Le Japon fait état d'un impact record de la canicule sur les cultures alors que les mesures d'adaptation se multiplient
Le MAFF prévoit que l'adaptation au changement climatique restera une priorité essentielle pour le secteur horticole japonais.
Le Japon a connu en 2025 l'été le plus chaud jamais enregistré, ce qui a accru la pression sur la production de fruits et légumes et accéléré la transition vers des variétés résistantes à la chaleur et des technologies de refroidissement, selon le dernier rapport sur les impacts climatiques publié par le ministère de l'Agriculture, des Forêts et de la Pêche (MAFF).
Le rapport montre que l'écart de température moyen du pays a atteint +2,36 °C, le plus élevé depuis le début des relevés en 1898. En réponse, les agriculteurs ont étendu la culture de variétés de riz résistantes à la chaleur de 42 000 hectares, portant la superficie totale à 248 000 hectares, soit 18,2 % de la production totale de riz de table.
Cultures
Les températures élevées ont affecté un large éventail de cultures fruitières et maraîchères à travers le Japon.
Pour les pommes, une mauvaise nouaison liée à la chaleur pendant la floraison a été signalée dans 40 à 50 % des zones de production à l'échelle nationale, ce chiffre atteignant 60 à 70 % dans les régions du nord. Les raisins et les mandarines satsuma ont également présenté un rougissement retardé ou irrégulier, en particulier dans l'ouest du Japon, où des impacts ont été enregistrés dans 40 à 60 % des zones de culture.

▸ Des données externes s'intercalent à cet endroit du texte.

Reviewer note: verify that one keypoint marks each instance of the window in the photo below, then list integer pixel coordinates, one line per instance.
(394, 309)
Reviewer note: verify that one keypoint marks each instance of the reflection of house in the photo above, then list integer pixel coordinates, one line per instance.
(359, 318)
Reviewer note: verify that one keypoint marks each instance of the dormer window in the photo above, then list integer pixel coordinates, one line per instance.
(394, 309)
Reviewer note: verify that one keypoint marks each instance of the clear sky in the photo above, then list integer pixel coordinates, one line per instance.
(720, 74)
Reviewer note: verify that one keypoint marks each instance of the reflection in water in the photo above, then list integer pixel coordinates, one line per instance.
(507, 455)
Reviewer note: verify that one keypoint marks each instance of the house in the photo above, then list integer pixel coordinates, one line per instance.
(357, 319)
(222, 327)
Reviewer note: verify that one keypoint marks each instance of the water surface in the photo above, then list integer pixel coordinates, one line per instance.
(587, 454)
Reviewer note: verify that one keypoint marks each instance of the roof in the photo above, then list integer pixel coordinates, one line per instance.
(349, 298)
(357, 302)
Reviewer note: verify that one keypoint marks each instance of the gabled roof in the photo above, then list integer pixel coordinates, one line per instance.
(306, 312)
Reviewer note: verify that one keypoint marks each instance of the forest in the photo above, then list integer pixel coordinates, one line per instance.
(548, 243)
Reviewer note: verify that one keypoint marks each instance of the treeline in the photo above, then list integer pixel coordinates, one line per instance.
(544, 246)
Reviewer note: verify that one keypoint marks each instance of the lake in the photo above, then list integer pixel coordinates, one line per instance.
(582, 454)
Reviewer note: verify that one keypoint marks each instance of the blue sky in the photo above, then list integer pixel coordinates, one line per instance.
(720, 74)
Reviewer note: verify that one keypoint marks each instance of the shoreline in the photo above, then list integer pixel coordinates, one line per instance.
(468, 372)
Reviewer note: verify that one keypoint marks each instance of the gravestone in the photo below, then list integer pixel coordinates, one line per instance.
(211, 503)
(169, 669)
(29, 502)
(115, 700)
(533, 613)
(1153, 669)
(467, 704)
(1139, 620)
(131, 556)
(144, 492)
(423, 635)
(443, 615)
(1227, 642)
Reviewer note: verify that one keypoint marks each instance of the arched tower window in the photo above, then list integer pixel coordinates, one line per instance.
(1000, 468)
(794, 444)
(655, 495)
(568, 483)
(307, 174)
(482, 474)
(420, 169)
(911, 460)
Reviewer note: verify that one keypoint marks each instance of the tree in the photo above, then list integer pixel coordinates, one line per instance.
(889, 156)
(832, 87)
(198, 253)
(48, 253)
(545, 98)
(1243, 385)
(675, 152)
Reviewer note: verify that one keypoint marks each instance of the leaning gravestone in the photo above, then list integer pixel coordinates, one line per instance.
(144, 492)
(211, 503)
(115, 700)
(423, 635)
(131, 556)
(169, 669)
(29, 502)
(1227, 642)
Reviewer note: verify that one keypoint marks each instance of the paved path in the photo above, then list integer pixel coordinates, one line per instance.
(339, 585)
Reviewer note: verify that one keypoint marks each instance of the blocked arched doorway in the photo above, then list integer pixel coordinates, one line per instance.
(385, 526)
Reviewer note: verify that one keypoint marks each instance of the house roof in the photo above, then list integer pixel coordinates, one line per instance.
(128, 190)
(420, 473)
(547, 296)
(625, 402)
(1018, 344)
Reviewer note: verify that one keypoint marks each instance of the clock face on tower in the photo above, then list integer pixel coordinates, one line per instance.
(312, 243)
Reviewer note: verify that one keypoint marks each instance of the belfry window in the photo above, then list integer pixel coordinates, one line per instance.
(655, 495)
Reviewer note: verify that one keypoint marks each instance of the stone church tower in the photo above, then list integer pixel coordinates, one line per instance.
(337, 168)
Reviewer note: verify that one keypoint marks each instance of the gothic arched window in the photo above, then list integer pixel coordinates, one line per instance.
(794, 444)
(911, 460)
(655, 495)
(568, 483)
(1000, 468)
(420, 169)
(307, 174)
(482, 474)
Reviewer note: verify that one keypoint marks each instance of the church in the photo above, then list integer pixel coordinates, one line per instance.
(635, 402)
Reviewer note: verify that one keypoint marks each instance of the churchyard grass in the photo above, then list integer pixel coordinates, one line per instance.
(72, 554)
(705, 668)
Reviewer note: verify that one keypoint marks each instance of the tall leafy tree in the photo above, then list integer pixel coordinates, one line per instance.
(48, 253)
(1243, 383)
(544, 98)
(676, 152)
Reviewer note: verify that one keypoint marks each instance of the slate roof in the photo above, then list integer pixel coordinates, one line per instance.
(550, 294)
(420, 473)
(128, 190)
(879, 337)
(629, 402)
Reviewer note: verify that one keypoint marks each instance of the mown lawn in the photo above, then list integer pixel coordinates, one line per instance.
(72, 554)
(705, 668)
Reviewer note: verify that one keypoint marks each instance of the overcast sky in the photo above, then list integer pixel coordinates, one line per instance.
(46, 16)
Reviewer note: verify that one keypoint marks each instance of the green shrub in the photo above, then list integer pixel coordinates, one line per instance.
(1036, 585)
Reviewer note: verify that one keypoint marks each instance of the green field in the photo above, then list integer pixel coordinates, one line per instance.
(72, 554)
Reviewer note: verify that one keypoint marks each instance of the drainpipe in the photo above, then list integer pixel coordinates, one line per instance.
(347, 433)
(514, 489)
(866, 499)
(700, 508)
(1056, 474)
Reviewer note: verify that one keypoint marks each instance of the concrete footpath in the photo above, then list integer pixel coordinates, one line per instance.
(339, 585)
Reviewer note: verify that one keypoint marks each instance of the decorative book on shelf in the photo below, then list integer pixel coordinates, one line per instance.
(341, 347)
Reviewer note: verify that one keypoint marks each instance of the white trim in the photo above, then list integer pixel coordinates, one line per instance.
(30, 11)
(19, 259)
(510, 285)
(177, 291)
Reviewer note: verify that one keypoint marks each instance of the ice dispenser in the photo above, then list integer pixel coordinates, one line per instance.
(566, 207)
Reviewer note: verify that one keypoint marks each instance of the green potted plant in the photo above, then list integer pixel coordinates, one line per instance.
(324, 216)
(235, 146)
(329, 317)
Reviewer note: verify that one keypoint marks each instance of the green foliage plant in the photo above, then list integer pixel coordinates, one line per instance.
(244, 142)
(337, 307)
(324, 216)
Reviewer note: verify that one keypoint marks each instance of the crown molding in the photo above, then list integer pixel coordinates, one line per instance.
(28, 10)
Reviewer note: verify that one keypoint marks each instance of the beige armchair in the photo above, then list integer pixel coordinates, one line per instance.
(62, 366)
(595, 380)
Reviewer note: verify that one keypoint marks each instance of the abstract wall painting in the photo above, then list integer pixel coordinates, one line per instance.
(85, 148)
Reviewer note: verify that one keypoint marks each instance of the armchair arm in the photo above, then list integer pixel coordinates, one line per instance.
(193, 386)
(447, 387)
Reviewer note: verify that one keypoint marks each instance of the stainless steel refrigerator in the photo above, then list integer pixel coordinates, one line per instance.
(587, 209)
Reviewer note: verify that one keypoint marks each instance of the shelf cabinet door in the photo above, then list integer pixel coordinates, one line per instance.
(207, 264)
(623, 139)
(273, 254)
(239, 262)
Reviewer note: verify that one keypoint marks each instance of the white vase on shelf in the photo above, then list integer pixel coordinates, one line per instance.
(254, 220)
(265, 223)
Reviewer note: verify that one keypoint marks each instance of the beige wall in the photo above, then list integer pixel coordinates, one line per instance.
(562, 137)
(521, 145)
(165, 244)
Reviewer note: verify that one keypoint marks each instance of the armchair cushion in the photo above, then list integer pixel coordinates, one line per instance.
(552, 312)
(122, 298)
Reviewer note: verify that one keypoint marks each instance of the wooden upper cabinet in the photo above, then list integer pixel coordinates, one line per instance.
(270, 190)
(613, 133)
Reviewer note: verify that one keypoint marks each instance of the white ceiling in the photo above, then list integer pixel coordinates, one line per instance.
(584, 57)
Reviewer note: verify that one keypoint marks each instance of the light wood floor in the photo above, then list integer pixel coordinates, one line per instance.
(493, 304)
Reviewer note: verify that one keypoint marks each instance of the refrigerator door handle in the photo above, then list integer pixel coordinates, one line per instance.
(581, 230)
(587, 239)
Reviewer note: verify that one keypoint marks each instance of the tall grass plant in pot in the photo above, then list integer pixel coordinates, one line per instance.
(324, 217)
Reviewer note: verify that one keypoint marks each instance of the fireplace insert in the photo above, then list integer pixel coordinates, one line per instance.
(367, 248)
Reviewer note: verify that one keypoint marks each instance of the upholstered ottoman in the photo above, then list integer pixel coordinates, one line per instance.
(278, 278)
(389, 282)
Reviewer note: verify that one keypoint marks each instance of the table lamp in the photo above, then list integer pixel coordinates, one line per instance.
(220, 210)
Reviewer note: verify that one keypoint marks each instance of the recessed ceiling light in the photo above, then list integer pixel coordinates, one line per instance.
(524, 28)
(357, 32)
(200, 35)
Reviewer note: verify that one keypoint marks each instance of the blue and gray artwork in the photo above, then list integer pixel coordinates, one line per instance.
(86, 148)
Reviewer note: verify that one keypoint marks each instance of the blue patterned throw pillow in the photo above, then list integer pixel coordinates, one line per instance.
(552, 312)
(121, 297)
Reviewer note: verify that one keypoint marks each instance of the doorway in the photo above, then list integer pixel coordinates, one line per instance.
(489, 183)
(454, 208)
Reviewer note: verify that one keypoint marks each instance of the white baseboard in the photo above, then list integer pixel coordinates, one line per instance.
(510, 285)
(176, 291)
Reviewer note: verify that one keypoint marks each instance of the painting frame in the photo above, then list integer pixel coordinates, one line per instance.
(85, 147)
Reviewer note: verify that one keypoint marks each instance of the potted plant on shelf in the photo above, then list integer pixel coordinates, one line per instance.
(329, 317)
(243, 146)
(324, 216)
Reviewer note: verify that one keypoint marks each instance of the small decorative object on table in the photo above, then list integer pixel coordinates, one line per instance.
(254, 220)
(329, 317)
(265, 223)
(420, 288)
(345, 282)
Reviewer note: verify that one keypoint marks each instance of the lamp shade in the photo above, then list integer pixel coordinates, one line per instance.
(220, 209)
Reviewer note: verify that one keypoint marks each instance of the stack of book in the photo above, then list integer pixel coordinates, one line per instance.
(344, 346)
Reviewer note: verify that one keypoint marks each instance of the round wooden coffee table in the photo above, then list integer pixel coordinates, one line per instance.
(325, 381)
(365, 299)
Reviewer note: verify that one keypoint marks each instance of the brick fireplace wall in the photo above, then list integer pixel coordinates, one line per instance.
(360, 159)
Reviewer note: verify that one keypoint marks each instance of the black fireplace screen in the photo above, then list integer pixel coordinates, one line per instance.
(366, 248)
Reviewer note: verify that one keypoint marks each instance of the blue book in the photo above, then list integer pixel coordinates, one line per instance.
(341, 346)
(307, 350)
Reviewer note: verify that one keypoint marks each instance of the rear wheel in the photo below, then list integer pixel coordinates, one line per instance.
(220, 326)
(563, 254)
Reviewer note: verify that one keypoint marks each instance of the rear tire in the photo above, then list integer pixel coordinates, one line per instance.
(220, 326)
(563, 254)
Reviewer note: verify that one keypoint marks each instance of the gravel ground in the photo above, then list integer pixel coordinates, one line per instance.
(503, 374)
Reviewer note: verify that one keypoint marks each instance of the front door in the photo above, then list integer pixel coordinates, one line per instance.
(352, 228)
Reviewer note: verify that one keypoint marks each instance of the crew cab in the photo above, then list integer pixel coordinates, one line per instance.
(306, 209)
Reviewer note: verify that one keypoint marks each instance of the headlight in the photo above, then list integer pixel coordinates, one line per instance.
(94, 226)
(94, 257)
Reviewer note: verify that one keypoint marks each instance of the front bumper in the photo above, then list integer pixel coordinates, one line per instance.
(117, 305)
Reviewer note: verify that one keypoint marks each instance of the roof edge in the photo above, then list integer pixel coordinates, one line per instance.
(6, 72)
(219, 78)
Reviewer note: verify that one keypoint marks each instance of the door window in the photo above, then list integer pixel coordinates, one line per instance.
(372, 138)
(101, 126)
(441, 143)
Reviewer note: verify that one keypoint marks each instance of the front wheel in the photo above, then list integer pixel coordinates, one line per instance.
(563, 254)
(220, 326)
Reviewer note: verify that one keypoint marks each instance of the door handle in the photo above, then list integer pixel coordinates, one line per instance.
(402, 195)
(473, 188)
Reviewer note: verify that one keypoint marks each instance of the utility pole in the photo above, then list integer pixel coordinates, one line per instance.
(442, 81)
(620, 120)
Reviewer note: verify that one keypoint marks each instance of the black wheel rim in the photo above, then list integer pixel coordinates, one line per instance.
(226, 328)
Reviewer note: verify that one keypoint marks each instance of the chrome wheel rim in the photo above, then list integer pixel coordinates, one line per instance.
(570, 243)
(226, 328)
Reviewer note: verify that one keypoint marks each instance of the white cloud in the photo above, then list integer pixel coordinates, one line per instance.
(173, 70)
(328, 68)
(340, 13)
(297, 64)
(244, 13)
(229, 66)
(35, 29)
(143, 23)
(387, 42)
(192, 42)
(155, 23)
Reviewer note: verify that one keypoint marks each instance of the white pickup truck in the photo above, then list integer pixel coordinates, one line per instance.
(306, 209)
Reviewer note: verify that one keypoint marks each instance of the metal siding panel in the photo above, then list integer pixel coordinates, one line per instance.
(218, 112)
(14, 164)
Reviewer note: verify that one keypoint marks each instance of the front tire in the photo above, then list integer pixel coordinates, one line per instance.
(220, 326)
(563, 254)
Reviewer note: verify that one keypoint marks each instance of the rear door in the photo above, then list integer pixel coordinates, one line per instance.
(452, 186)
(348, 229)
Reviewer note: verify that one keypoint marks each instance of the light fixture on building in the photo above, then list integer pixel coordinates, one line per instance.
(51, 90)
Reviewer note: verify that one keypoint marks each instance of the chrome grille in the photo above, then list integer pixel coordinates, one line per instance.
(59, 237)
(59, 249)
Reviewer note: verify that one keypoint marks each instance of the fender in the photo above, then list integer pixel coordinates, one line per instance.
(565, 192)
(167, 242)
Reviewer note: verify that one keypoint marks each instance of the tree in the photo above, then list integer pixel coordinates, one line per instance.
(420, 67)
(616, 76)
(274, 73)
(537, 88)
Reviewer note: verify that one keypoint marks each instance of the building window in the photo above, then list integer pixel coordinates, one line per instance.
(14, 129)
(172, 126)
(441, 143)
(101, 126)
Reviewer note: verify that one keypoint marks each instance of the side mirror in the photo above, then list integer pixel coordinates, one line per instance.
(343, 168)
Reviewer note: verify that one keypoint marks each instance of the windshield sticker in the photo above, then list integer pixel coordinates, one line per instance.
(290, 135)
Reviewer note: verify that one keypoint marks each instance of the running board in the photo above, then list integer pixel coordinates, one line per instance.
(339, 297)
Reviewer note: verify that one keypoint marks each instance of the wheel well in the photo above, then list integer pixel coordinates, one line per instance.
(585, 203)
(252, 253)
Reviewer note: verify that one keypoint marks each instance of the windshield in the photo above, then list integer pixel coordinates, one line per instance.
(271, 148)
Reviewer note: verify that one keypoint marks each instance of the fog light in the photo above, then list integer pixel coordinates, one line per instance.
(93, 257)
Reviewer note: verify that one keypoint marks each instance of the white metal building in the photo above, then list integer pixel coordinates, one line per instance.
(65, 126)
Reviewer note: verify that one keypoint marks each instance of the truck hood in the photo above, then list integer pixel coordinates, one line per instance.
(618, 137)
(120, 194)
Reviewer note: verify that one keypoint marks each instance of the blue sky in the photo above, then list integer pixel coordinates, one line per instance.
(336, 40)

Les légumes ont subi un stress similaire. Les cultures de tomates ont connu une floraison et une nouaison réduites dans 40 à 50 % des zones plantées à l'échelle nationale, tandis que les fraises ont vu la formation des bourgeons retardée dans jusqu'à 70 à 80 % des zones de production de l'ouest du Japon.
Mesures
Les producteurs adoptent de plus en plus des outils d'adaptation pratiques pour stabiliser les rendements.
Pour les cultures fruitières, le passage à des variétés à meilleure coloration s'est avéré efficace, tandis que les producteurs de mandarines utilisent des systèmes de refroidissement nocturne. Dans la production maraîchère, des matériaux d'ombrage, des couvertures de protection contre la chaleur et des techniques de refroidissement des plantes sont largement mis en place pour maintenir le développement des cultures pendant les périodes de chaleur.
Le rapport note également une diversification progressive de la production vers des cultures mieux adaptées aux conditions plus chaudes, notamment la culture de l'avocat et du gombo dans plusieurs préfectures.
Le MAFF s'attend à ce que l'adaptation au changement climatique reste une priorité centrale pour le secteur horticole japonais, car la hausse des températures continue de modifier les performances des cultures et les stratégies de production régionales. Le ministère encourage une adoption plus large de pratiques éprouvées d'atténuation de la chaleur afin de soutenir un approvisionnement stable et de protéger la productivité agricole au cours des prochaines saisons.